In which your humble narrator describes a project designed solely to amuse himself in an inexpensive fashion and further comments on Edward Abbey, Reinaldo Arenas and Fidel Castro.

This summer, casting about for something to read, too poor to buy a book I wanted, too lazy to walk three blocks to the library, I picked up the first book from our alphabetized living room shelves. It happened to be Edward Abbey's "Hayduke Lives." I must have gotten it nearly free when I worked at the used bookstore. Boy was it a stinker. It turns out my complete disinterest in the American West that Abbey loved made it a pretty dull read. I have a low tolerance for the moral superiority that people who live in "beautiful" places show toward the rest of us. The literature of the West is streaked through with the assumption that the grandeur of the landscape somehow how reflects the character of its inhabitants. Horse pucky. Go eat at a Perkins in Wyoming and try to tell me about the noble character of the locals.

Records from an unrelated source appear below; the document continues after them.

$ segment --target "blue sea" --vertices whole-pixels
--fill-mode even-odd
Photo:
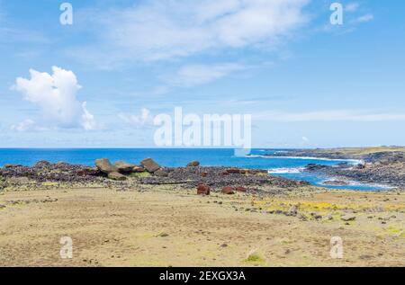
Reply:
[[[0,166],[5,164],[33,165],[40,160],[51,163],[64,161],[69,164],[94,166],[97,158],[109,158],[114,162],[125,160],[133,164],[152,157],[164,166],[184,166],[192,160],[200,161],[202,166],[236,166],[243,168],[259,168],[269,170],[274,175],[291,179],[308,181],[313,185],[333,189],[352,189],[378,191],[382,186],[362,184],[353,182],[348,186],[325,186],[322,182],[333,177],[315,175],[302,170],[308,164],[334,165],[343,162],[356,163],[349,160],[329,160],[310,157],[268,157],[266,154],[282,152],[280,149],[253,149],[250,156],[235,156],[229,148],[0,148]]]

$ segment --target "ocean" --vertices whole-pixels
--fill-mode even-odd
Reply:
[[[236,166],[268,170],[272,174],[291,179],[308,181],[313,185],[331,189],[378,191],[386,187],[353,182],[346,186],[325,186],[322,182],[333,177],[316,175],[302,170],[309,164],[334,165],[351,160],[330,160],[310,157],[268,157],[266,154],[284,151],[281,149],[253,149],[250,156],[236,156],[229,148],[0,148],[0,166],[5,164],[33,165],[40,160],[50,163],[59,161],[75,165],[94,165],[97,158],[109,158],[112,162],[125,160],[139,164],[151,157],[163,166],[184,166],[192,160],[202,166]]]

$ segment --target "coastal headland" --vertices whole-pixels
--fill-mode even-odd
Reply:
[[[402,165],[402,150],[381,149],[343,157],[364,161],[345,171]],[[391,174],[392,186],[401,171]],[[330,190],[197,161],[7,165],[0,169],[0,265],[404,266],[400,186]],[[73,241],[71,259],[60,256],[63,236]],[[331,254],[333,237],[342,240],[342,258]]]

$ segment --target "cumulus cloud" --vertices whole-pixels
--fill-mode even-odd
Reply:
[[[345,11],[346,12],[356,12],[360,7],[358,3],[349,3],[345,6]]]
[[[31,79],[18,77],[14,88],[24,95],[24,100],[40,108],[44,126],[32,120],[26,120],[12,126],[16,130],[32,128],[98,128],[94,116],[87,111],[86,102],[79,102],[76,93],[81,88],[72,71],[57,67],[52,75],[30,69]]]
[[[133,7],[81,13],[102,31],[83,59],[113,65],[159,60],[222,49],[275,45],[307,22],[310,0],[145,1]],[[77,55],[76,50],[71,50]],[[108,57],[105,57],[108,55]],[[103,60],[101,60],[103,59]]]
[[[367,22],[373,20],[374,20],[374,16],[372,13],[367,13],[356,19],[355,22]]]

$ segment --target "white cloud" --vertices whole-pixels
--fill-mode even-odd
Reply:
[[[367,13],[364,16],[360,16],[355,20],[355,22],[367,22],[374,20],[374,16],[372,13]]]
[[[150,111],[142,108],[140,115],[120,113],[118,117],[127,124],[133,127],[141,127],[152,123],[152,117],[150,116]]]
[[[24,120],[23,121],[22,121],[16,125],[12,125],[10,127],[11,129],[17,130],[17,131],[26,131],[26,130],[33,129],[34,128],[35,128],[35,121],[33,121],[32,120],[30,120],[30,119]]]
[[[254,120],[300,122],[300,121],[391,121],[405,120],[405,113],[367,110],[329,110],[307,112],[269,111],[253,114]]]
[[[358,3],[349,3],[345,6],[345,11],[346,12],[356,12],[360,7]]]
[[[15,90],[24,95],[24,100],[37,105],[41,114],[44,128],[97,129],[94,116],[87,111],[86,102],[80,102],[76,92],[81,88],[72,71],[57,67],[52,75],[30,69],[31,79],[18,77]],[[37,126],[27,120],[17,126],[16,130],[24,130]]]
[[[102,39],[96,46],[81,50],[82,59],[113,66],[129,59],[159,60],[222,49],[271,47],[307,22],[302,10],[309,2],[151,0],[121,10],[83,12],[82,17],[90,21],[87,26],[95,24]]]
[[[188,65],[182,67],[174,76],[163,79],[173,86],[192,87],[208,84],[247,67],[240,64]]]

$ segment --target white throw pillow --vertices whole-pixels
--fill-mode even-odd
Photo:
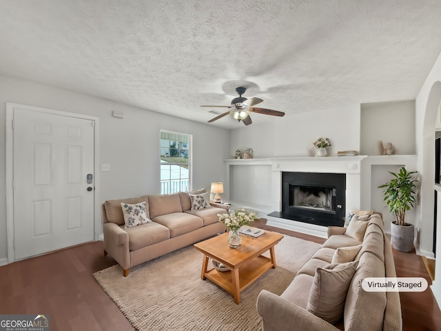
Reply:
[[[337,322],[343,315],[346,294],[358,265],[358,260],[318,267],[307,310],[331,324]]]
[[[361,245],[351,247],[339,247],[332,257],[331,263],[352,262],[361,250]]]
[[[147,217],[145,202],[141,202],[134,205],[121,202],[121,208],[123,208],[124,228],[125,228],[152,221]]]
[[[208,192],[203,193],[202,194],[192,194],[190,196],[190,201],[192,201],[192,208],[190,210],[194,210],[196,209],[203,209],[209,207],[209,203],[208,202]]]

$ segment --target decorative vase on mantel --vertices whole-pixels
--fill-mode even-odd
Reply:
[[[326,150],[326,148],[324,147],[322,147],[320,148],[317,148],[317,156],[318,157],[326,157],[328,154],[327,151]]]
[[[239,229],[229,229],[228,232],[228,243],[231,248],[238,248],[240,247],[240,242],[242,239],[240,238],[240,234],[239,233]]]

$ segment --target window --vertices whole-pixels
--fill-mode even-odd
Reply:
[[[192,136],[161,131],[161,194],[191,188]]]

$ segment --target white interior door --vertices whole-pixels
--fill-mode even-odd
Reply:
[[[94,122],[17,108],[13,116],[15,259],[94,240]]]

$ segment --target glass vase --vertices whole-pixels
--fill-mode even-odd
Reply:
[[[241,240],[238,229],[229,229],[228,233],[228,243],[231,248],[238,248],[240,246]]]
[[[318,148],[317,150],[317,156],[318,157],[326,157],[327,154],[328,154],[328,152],[326,150],[326,148],[323,147],[321,148]]]

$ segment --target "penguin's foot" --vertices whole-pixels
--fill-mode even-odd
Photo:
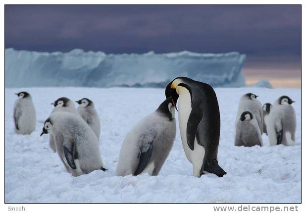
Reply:
[[[204,171],[212,173],[219,177],[223,177],[223,175],[227,174],[227,172],[219,165],[216,161],[210,163],[205,163],[204,168]]]
[[[283,140],[283,130],[281,129],[279,132],[277,132],[276,133],[276,136],[277,137],[277,145],[279,145],[282,144],[282,141]]]
[[[102,167],[101,167],[101,170],[103,171],[107,171],[107,170],[108,170],[107,168],[103,168]]]

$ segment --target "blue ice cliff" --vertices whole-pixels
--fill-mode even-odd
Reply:
[[[239,53],[106,54],[5,50],[5,87],[164,87],[178,76],[213,87],[243,87],[246,55]]]

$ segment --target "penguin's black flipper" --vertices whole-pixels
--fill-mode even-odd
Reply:
[[[210,163],[206,162],[204,164],[204,169],[203,171],[212,173],[219,177],[223,177],[227,174],[227,172],[219,165],[216,160]]]
[[[134,175],[136,176],[141,173],[150,161],[153,151],[153,141],[156,133],[151,132],[144,135],[141,139],[140,150],[138,157],[139,162],[137,168],[134,173]]]
[[[195,139],[198,128],[202,119],[203,112],[201,109],[193,108],[187,122],[187,144],[191,150],[195,149]]]
[[[277,145],[281,144],[283,140],[283,129],[276,133],[276,136],[277,137],[277,143],[276,144]]]
[[[16,106],[15,108],[14,108],[14,122],[15,123],[15,127],[16,127],[16,129],[19,130],[19,127],[18,126],[18,122],[19,120],[19,118],[21,115],[21,111],[20,108],[18,107],[18,106]]]
[[[67,143],[64,140],[64,154],[67,162],[72,169],[76,169],[74,160],[79,158],[79,153],[76,149],[75,143],[73,141]]]

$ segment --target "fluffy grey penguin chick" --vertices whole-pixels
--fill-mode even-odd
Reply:
[[[169,98],[133,127],[121,147],[117,175],[158,174],[175,139],[174,115],[172,98]]]
[[[31,95],[26,92],[15,93],[18,99],[14,104],[13,118],[15,132],[22,135],[30,134],[35,130],[36,111]]]
[[[237,111],[236,125],[239,121],[239,118],[242,112],[246,111],[251,112],[257,120],[258,125],[260,130],[260,134],[262,134],[262,106],[260,101],[257,100],[256,96],[253,93],[247,93],[242,96],[239,102],[239,106]]]
[[[289,146],[295,143],[297,120],[291,106],[294,102],[288,96],[283,96],[274,103],[267,123],[270,146]]]
[[[261,133],[253,114],[246,111],[241,114],[236,126],[235,146],[250,147],[255,145],[263,145]]]
[[[79,114],[91,127],[99,140],[100,137],[101,125],[100,119],[95,108],[94,103],[86,98],[76,102],[80,105],[78,107]]]
[[[44,134],[53,136],[58,156],[74,176],[103,167],[97,136],[79,116],[71,112],[52,113],[45,121]]]
[[[60,111],[68,111],[79,114],[73,102],[66,97],[59,98],[51,103],[51,105],[53,105],[54,107],[52,109],[51,114],[53,112]],[[50,134],[49,137],[49,146],[54,153],[56,152],[54,139],[51,134]]]

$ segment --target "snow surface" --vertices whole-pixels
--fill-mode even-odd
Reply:
[[[14,133],[14,93],[26,90],[36,107],[36,130],[30,135]],[[228,173],[192,175],[177,132],[172,150],[157,176],[115,176],[119,153],[126,133],[165,99],[164,90],[149,88],[45,88],[5,90],[5,201],[6,203],[300,203],[301,202],[301,91],[299,89],[218,88],[221,130],[218,160]],[[259,95],[262,104],[286,95],[296,102],[294,146],[251,148],[234,146],[235,118],[241,96]],[[101,119],[100,150],[108,171],[73,177],[49,147],[49,136],[40,137],[50,103],[66,96],[95,102]]]
[[[216,87],[244,86],[246,55],[239,53],[106,54],[75,49],[68,53],[5,50],[6,87],[114,86],[164,88],[189,77]]]

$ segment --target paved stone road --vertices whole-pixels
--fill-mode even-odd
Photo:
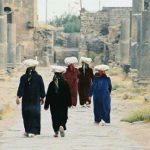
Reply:
[[[128,137],[125,129],[128,124],[119,121],[118,101],[112,102],[111,126],[93,123],[92,106],[69,109],[68,130],[64,138],[53,137],[49,111],[43,108],[41,135],[25,138],[20,106],[16,106],[14,121],[7,124],[7,130],[0,130],[0,150],[150,150]]]
[[[41,135],[34,138],[23,136],[23,124],[18,110],[17,121],[3,131],[0,150],[149,150],[129,139],[124,123],[119,123],[117,112],[112,113],[111,126],[93,124],[92,108],[69,110],[66,137],[53,138],[49,111],[42,111]],[[116,121],[116,122],[114,122]]]

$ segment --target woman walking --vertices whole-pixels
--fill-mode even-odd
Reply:
[[[50,82],[44,109],[48,110],[50,106],[52,126],[55,132],[54,137],[64,137],[66,130],[66,123],[68,119],[68,107],[71,107],[71,93],[67,81],[63,77],[63,73],[66,71],[64,67],[53,66],[54,72],[53,81]]]
[[[28,59],[23,62],[26,73],[21,76],[16,103],[22,98],[22,117],[25,136],[33,137],[41,130],[41,104],[44,102],[45,89],[42,77],[35,71],[38,61]]]
[[[79,68],[79,82],[78,82],[78,91],[79,91],[79,101],[81,106],[89,107],[91,101],[89,100],[89,90],[93,80],[93,70],[89,67],[92,59],[87,57],[81,57],[80,62],[82,67]]]
[[[106,75],[109,69],[107,65],[96,66],[95,71],[98,71],[94,78],[92,87],[89,92],[89,98],[93,96],[94,104],[94,120],[95,123],[102,125],[110,124],[110,110],[111,110],[111,80]]]

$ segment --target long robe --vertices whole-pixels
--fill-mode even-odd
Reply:
[[[78,82],[78,91],[79,91],[79,100],[80,105],[86,104],[88,102],[91,103],[89,100],[89,90],[93,80],[93,70],[91,68],[85,69],[85,73],[83,68],[79,68],[79,82]]]
[[[78,76],[79,76],[79,71],[77,68],[74,68],[73,70],[67,68],[64,74],[64,77],[67,80],[71,90],[72,106],[77,105]]]
[[[106,123],[110,123],[111,89],[109,77],[106,75],[95,77],[89,92],[90,97],[93,95],[95,122],[99,123],[104,120]]]
[[[43,79],[36,71],[31,82],[24,74],[20,78],[17,96],[22,97],[22,117],[26,133],[40,134],[41,130],[41,98],[45,97]]]
[[[68,106],[71,106],[71,93],[67,81],[58,80],[58,87],[54,81],[49,84],[44,108],[48,109],[49,105],[54,132],[58,132],[60,126],[66,130]]]

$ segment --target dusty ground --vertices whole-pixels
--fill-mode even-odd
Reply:
[[[45,85],[51,79],[48,68],[37,68],[42,74]],[[22,69],[22,71],[24,71]],[[20,106],[15,105],[16,90],[19,77],[22,74],[0,81],[0,102],[9,104],[12,109],[4,112],[5,117],[0,120],[0,149],[72,149],[72,150],[149,150],[150,149],[150,124],[137,122],[134,124],[120,122],[135,109],[145,107],[143,95],[138,94],[130,99],[123,99],[124,95],[132,91],[130,80],[122,81],[118,74],[110,73],[113,85],[121,85],[112,92],[111,126],[102,127],[93,124],[91,108],[69,110],[68,131],[64,139],[52,137],[51,120],[49,112],[42,109],[42,133],[32,140],[23,138],[23,124]],[[7,105],[8,106],[8,105]],[[8,115],[9,114],[9,115]],[[32,148],[31,148],[32,147]]]

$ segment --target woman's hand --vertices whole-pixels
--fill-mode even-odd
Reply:
[[[19,105],[20,104],[20,98],[17,96],[16,98],[16,104]]]
[[[40,103],[41,103],[41,105],[44,104],[44,99],[43,98],[40,99]]]

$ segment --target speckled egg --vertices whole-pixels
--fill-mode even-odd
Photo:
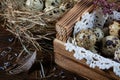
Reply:
[[[44,2],[43,0],[27,0],[26,7],[30,10],[41,11],[43,10]]]
[[[98,27],[95,27],[95,28],[93,28],[92,30],[93,30],[93,32],[94,32],[95,35],[96,35],[96,40],[97,40],[97,42],[98,42],[98,41],[101,41],[102,38],[104,37],[104,33],[103,33],[102,29],[100,29],[100,28],[98,28]]]
[[[120,40],[116,36],[106,36],[102,43],[102,52],[107,57],[113,57],[115,50],[120,47]]]
[[[81,30],[75,39],[78,46],[95,51],[96,36],[91,29]]]
[[[112,25],[109,26],[110,35],[120,37],[120,23],[114,21]]]

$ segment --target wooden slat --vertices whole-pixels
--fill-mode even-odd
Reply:
[[[103,71],[98,68],[92,69],[88,65],[86,65],[85,60],[76,60],[73,57],[73,52],[66,51],[64,45],[65,45],[64,42],[57,40],[57,39],[54,40],[55,61],[58,65],[61,65],[63,68],[65,68],[67,70],[76,72],[79,75],[83,74],[85,77],[88,77],[90,79],[92,78],[91,77],[92,75],[96,75],[97,77],[95,77],[95,79],[97,79],[97,80],[100,77],[102,77],[102,78],[100,78],[100,80],[107,80],[107,79],[119,80],[120,79],[111,70]],[[58,56],[60,56],[60,55],[65,57],[65,60],[67,58],[66,62],[63,62],[63,59],[62,60],[58,59]],[[67,64],[68,62],[70,62],[70,65]],[[74,66],[73,66],[73,64],[74,64]],[[79,65],[79,67],[78,67],[78,65]],[[77,68],[72,68],[72,69],[69,68],[69,67],[75,67],[75,66]],[[84,71],[83,73],[80,73],[80,71],[79,71],[80,69],[83,69],[83,70],[85,69],[86,72]],[[88,73],[88,71],[92,73],[91,76],[90,76],[90,74],[86,74],[86,73]]]

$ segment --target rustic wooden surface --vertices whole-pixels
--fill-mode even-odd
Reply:
[[[92,80],[120,80],[112,70],[92,69],[86,65],[85,60],[76,60],[73,52],[65,50],[64,44],[58,39],[54,40],[55,62],[61,67]]]

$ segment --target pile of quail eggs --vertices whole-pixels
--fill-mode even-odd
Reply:
[[[73,7],[76,0],[27,0],[26,8],[32,11],[42,11],[46,16],[58,18]]]
[[[108,33],[106,35],[104,28],[97,27],[81,30],[75,36],[75,41],[80,47],[120,62],[120,22],[113,21],[108,26]]]

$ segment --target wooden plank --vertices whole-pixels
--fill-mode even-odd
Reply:
[[[65,46],[64,46],[64,42],[60,41],[60,40],[57,40],[55,39],[54,40],[54,52],[57,53],[57,54],[60,54],[60,55],[63,55],[64,57],[67,57],[69,60],[72,60],[73,62],[79,64],[79,65],[83,65],[84,68],[87,68],[87,69],[90,69],[92,70],[93,72],[95,72],[96,74],[100,74],[102,75],[102,77],[107,77],[109,79],[113,79],[113,80],[119,80],[120,78],[118,76],[116,76],[111,70],[106,70],[106,71],[103,71],[103,70],[100,70],[98,68],[95,68],[95,69],[92,69],[90,68],[88,65],[86,65],[86,61],[85,60],[76,60],[74,57],[73,57],[73,52],[68,52],[65,50]],[[56,58],[56,56],[55,56]],[[59,63],[58,63],[59,64]],[[66,63],[64,63],[66,64]],[[76,65],[75,65],[76,66]],[[72,66],[73,67],[73,66]],[[80,68],[80,67],[79,67]],[[77,73],[79,72],[79,68],[78,68],[78,71]],[[83,68],[83,69],[84,69]],[[78,73],[79,74],[79,73]],[[89,76],[89,75],[88,75]]]
[[[67,70],[70,70],[74,73],[77,73],[79,75],[85,76],[90,80],[96,80],[96,79],[97,80],[109,80],[107,77],[104,77],[98,73],[95,73],[91,69],[85,68],[83,65],[78,64],[72,60],[69,60],[67,57],[59,53],[55,54],[55,62],[59,66]]]

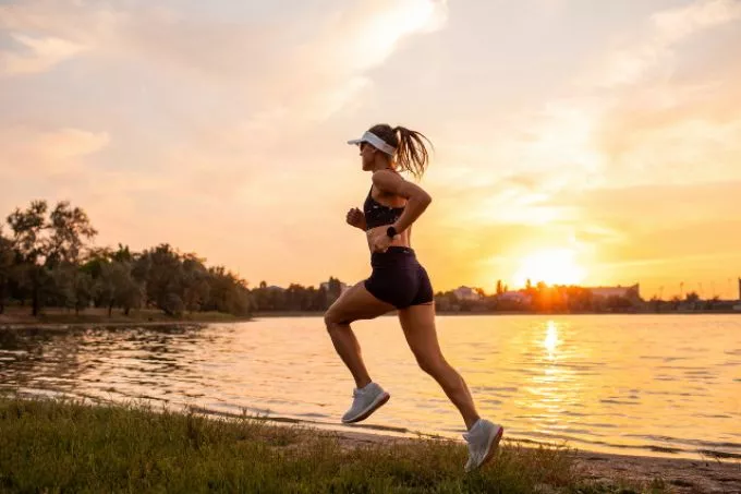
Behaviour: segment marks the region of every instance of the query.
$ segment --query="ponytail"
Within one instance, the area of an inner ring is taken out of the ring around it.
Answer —
[[[433,143],[424,134],[403,126],[396,126],[392,130],[399,137],[396,155],[397,165],[420,180],[429,165],[429,153],[425,146],[425,141],[430,147]]]

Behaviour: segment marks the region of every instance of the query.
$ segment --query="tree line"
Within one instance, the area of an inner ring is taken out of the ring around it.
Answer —
[[[62,201],[16,208],[0,224],[0,313],[9,301],[39,315],[44,308],[157,308],[170,315],[252,310],[246,281],[222,266],[206,267],[195,254],[167,243],[132,252],[127,245],[95,248],[87,214]],[[5,228],[7,227],[7,230]]]

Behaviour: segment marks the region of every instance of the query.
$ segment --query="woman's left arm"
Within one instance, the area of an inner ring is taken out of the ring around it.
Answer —
[[[376,171],[373,183],[380,190],[396,194],[406,200],[406,207],[399,219],[392,225],[397,233],[406,230],[427,209],[433,197],[420,185],[408,182],[392,171]]]

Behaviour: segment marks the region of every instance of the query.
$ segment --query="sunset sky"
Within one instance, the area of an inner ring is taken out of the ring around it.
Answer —
[[[345,142],[379,122],[435,144],[436,290],[737,297],[740,0],[0,0],[3,217],[68,198],[99,245],[355,282]]]

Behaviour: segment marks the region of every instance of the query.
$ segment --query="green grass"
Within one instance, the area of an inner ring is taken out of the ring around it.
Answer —
[[[585,483],[562,448],[508,444],[483,471],[465,474],[459,443],[347,446],[258,418],[0,397],[0,492],[667,492]]]

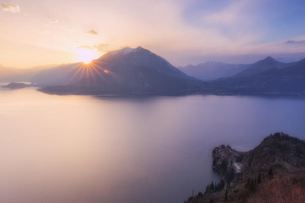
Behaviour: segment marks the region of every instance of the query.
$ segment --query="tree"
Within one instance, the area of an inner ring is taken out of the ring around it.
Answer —
[[[269,176],[273,178],[273,170],[271,168],[270,168],[269,170],[268,170],[268,176]]]
[[[228,200],[228,189],[226,190],[226,194],[225,195],[225,203]]]

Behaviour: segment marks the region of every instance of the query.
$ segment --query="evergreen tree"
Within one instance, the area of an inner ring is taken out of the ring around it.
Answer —
[[[258,175],[258,177],[257,178],[257,183],[258,184],[260,184],[260,183],[261,183],[261,177],[260,177],[260,174],[259,174]]]
[[[225,195],[225,203],[228,200],[228,189],[226,190],[226,194]]]

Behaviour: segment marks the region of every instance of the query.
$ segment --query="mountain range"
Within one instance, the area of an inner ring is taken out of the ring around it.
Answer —
[[[189,76],[203,81],[208,81],[232,76],[246,70],[251,65],[209,61],[196,65],[190,64],[178,68]]]
[[[305,59],[285,63],[268,56],[253,64],[208,61],[179,68],[138,47],[109,52],[87,64],[0,66],[0,81],[30,82],[41,91],[58,94],[305,95]]]

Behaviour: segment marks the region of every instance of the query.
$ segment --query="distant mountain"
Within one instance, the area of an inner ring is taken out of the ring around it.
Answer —
[[[233,76],[248,69],[250,65],[209,61],[196,65],[188,65],[178,68],[189,76],[202,80],[210,80]]]
[[[283,69],[286,67],[291,65],[294,63],[285,63],[278,61],[271,56],[268,56],[263,60],[259,60],[256,63],[250,65],[249,67],[244,71],[241,71],[235,75],[234,77],[249,77],[264,71],[270,69],[274,67],[278,69]]]
[[[186,93],[199,81],[163,58],[138,47],[107,53],[89,64],[77,63],[42,72],[32,82],[55,94]]]
[[[305,59],[284,64],[288,66],[270,68],[249,76],[220,79],[209,83],[220,94],[305,96]]]

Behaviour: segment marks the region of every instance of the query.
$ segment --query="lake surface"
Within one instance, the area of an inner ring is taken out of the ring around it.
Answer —
[[[107,98],[0,88],[0,202],[183,202],[219,181],[211,150],[305,139],[305,99]]]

Thoroughly annoyed with myself for owning such a dull, pedantic book I started to wonder what other turd blossoms lurked on my shelves. So I kept reading, alphabetically any book that I'd never before read. I didn't stop reading other things (I usually have 4-5 books "going" at any given time). This brings me to last night. The Wife was using the computer preventing me from playing a dumb game on Facebook so I was forced to entertain  myself with reading a book. I grabbed the next alphabetical candidate from the shelf: Reinaldo Arena's "The Assault."

Wowee! If I were to describe this charming little tome in one word, I would choose: "scatological." And I'm pretty sure it was even filthier in the original Spanish. Arenas, who fled the Castro regime for Miami presents a horrible totalitarian/collectivist dystopia with a healthy dose of oedipal complex. Narrated by an agent of the regime, an inhuman, merciless man, the novel follows his travels through the countryside in search of his hated mother whom he suspects of being a "whisperer," or enemy of the state. Long story short: lots of traveling,  torture and executions, and then it finally turns out that his mother is the head of the regime so the narrator kills her with his penis. Fun, huh?

Frankly, it was pretty hysterical. I'm certainly not an apologist for Castro. I have no use for the certain type of comfortable, American liberal who idealizes the regime in Cuba. Castro has never been a benevolent dictator. That said, I'm not sure what use Arenas' over-the-top, exaggerated, dystopic horror film, in book form, really serves.